Angie Cipriano, a Plattsburgh State junior who resides in Adirondack Hall, believes hand sanitizer is one thing every student should have on them especially during flu season.

“Always wash your hands. That should definitely be a given,” Cipriano said. “The other day I wiped down all of my doors and the buttons to get in. I wiped everything down like the handle to my refrigerator, and stuff that I touch like my drawers. I even cleaned the doors that everyone uses to get in [the building]. It grosses me out to think about all the germs.”

Cipriano, a communications major, keeps Lysol wipes, Windex, Febreze, a Swiffer, a broom and a few more disinfecting products handy in her room for her and her roommate to share and keep their room and furniture surfaces clean and sanitized.

Cipriano and her floormates constantly try to contribute to keeping their floor clean.

“Everybody does their own part. We just try to keep the bathrooms as clean as possible because we’re all using them,” Cipriano said. “There’s respect between the girls.”

Head Residence Assistant of Moffitt Hall and PSUC senior Vrinda Kumar has responsibilities and duties to meet community health guidelines, such as building inspections and “rounds” on each floor.

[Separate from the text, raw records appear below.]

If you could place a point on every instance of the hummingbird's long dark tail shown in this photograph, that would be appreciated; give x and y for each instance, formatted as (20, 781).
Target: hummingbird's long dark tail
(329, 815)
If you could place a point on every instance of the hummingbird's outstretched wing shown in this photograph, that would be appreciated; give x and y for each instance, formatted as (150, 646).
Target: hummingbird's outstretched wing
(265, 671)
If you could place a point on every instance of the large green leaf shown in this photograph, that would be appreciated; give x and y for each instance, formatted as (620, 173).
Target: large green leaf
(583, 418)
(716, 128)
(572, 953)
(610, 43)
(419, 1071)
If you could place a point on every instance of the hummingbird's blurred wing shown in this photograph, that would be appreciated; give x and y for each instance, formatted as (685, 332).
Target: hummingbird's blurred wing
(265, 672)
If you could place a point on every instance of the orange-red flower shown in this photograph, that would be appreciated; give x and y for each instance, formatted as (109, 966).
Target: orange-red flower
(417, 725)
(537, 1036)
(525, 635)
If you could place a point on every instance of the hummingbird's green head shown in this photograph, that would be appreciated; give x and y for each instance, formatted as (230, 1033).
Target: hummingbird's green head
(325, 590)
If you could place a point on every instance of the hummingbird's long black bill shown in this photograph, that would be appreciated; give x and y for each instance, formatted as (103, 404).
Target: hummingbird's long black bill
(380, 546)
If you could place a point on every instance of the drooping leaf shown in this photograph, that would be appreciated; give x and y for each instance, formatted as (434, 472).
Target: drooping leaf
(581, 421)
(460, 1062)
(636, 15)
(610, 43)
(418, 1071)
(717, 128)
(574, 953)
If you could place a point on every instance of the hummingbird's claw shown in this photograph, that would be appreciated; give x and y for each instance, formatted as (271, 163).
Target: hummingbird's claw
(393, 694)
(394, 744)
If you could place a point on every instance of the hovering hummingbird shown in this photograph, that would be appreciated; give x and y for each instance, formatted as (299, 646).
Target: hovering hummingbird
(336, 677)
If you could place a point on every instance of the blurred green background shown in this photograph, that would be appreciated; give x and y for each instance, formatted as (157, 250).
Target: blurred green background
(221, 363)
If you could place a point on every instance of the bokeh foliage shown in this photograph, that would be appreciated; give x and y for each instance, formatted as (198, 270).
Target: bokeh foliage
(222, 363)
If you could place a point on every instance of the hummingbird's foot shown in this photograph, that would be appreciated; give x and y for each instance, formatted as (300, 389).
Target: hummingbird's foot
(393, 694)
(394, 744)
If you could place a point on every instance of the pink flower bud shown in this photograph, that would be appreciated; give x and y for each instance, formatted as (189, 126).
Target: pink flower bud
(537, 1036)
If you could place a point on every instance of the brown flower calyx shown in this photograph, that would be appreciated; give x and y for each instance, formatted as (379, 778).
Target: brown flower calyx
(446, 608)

“This building is new. It was recently renovated, so there are no real issues,” Kumar said. “It’s clean and the only issues we’ve had are with the kitchens; People not using them properly or leaving dirty dishes. In that case, we’ll send emails out. We’ll also issue           floor meetings.”

Kumar said that because suites only have one toilet, suitemates are more conscious to keep it clean because they share it.

Hygiene problems can cause illness, disease, a bad atmosphere for roommates and a bad living environment for all residents, including resident assistants and resident directors who should be able to get “the bank for their buck” as Kumar puts it who is a public health and social justice major.

If problems do arise between roommates, Kumar said it is important to remember that everyone has different standards of hygiene and cleanliness. Open communication and establishing boundaries are great first steps to resolving these types of issues.

According to Kumar and Cipriano, some basic bath and dorm essentials every student resident should have include toothpaste, a toothbrush, deodorant, shower shoes and body spray.

A vital thought for roommates and suitemates to keep in mind is to have consideration for those around them. “They need to have a sense of community,” Kumar said. “You know, be aware that they are not living alone.”